Ich fasse die Äußerungen zusammen und frage nach, ob alle verstanden haben, was gesagt und gemeint wurde.
Ich trage dafür Sorge, dass sich beide wohlfühlen, sich gegenseitig zuhören und ausreden lassen und beide respektvoll miteinander umgehen. Auf diese Weise können die Medianden erreichen, dass sie erkennen, dass der andere auch eine eigene Perspektive hat, die ihre Berechtigung hat.

Zusammengefasst und verkürzt sagten die beiden zu den jeweiligen Themen folgendes:

Ausgehen

Beate: „Ausgehen ist mir einfach sehr wichtig. Ich brauche diesen Ausgleich zum Job und zum Familienleben. Da kann ich einfach Beate sein und nicht nur Mama oder „Frau Lehrerin“.

Beim Ausgehen kann ich mich amüsieren und über wichtige und witzige Dinge sprechen. Auch hier ist mir die Abwechslung wichtig: Ich möchte mal ins Restaurant, ins Kino, in eine Bar, zum Tanzen oder ins Theater gehen. Klar treffe ich mich auch gerne mit meinen Freundinnen zum Mädelsabend.

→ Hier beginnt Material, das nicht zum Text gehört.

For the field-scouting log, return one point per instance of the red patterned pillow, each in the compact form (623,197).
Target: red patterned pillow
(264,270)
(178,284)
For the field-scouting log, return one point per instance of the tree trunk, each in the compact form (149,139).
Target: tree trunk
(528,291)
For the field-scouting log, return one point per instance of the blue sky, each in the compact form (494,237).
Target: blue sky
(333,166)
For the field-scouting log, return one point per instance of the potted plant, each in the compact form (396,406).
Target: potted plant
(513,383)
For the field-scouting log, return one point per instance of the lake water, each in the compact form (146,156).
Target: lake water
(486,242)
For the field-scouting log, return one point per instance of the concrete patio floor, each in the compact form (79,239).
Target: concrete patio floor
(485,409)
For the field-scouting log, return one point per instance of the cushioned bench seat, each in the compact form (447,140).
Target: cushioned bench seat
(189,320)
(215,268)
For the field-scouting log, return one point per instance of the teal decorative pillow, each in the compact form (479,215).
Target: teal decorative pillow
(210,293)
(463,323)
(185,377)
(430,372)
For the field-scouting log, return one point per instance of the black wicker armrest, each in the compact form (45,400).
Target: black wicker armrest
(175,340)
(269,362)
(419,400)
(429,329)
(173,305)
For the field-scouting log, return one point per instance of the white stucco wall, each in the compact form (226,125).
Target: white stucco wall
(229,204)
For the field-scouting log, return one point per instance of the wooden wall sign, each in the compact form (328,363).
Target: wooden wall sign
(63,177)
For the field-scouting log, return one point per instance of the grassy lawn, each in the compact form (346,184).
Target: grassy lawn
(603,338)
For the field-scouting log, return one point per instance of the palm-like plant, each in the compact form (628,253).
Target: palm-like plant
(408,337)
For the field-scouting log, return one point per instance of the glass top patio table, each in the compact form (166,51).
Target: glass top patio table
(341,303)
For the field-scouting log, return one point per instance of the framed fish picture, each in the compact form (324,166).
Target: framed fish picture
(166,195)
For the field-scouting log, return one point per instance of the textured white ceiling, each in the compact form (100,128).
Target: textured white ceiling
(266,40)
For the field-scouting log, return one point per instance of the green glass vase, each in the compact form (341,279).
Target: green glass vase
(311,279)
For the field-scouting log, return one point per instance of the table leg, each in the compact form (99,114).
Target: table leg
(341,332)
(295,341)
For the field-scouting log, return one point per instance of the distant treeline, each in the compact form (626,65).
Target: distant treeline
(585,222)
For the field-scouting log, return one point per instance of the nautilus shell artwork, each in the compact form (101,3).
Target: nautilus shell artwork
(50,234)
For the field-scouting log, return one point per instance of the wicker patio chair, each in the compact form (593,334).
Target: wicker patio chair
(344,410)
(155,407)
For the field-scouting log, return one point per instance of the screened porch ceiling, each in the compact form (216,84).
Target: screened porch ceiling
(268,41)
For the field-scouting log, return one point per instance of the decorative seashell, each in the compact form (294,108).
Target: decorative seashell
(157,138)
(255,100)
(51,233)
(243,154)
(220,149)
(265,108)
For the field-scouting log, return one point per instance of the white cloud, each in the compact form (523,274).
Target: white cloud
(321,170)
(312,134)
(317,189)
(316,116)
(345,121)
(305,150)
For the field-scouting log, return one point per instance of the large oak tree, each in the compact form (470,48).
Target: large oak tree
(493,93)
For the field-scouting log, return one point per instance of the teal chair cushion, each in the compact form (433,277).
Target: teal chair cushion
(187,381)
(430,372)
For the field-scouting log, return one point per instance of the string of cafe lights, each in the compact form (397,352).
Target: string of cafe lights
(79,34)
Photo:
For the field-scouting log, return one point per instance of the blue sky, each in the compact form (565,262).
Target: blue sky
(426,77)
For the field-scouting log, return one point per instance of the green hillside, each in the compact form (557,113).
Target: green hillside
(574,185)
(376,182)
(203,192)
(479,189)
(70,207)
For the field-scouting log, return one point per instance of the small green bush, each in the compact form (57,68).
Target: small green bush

Aber, lieber Michael, ich will auch wieder mit Dir ausgehen! Ich weiß gar nicht mehr, wann wir das letzte Mal zu zweit oder mit einem anderen Paar aus waren! Zuhause sind wir ständig, sprechen über Erledigungen im Alltag und schauen danach Serien auf Netflix, sobald wir die Kinder ins Bett gebracht haben.
Das ist auch toll. Und entspannend. Aber ich vermisse auch das gemeinsame Ausgehen und den Austausch und den Spaß, den wir früher dabei hatten…“

Michael: „Also, auf diesen Zwang, auszugehen, habe ich überhaupt keine Lust mehr.
Ich habe auch keine Angst mehr, etwas zu verpassen, wenn ich nicht in jenem Club oder in jener Bar war.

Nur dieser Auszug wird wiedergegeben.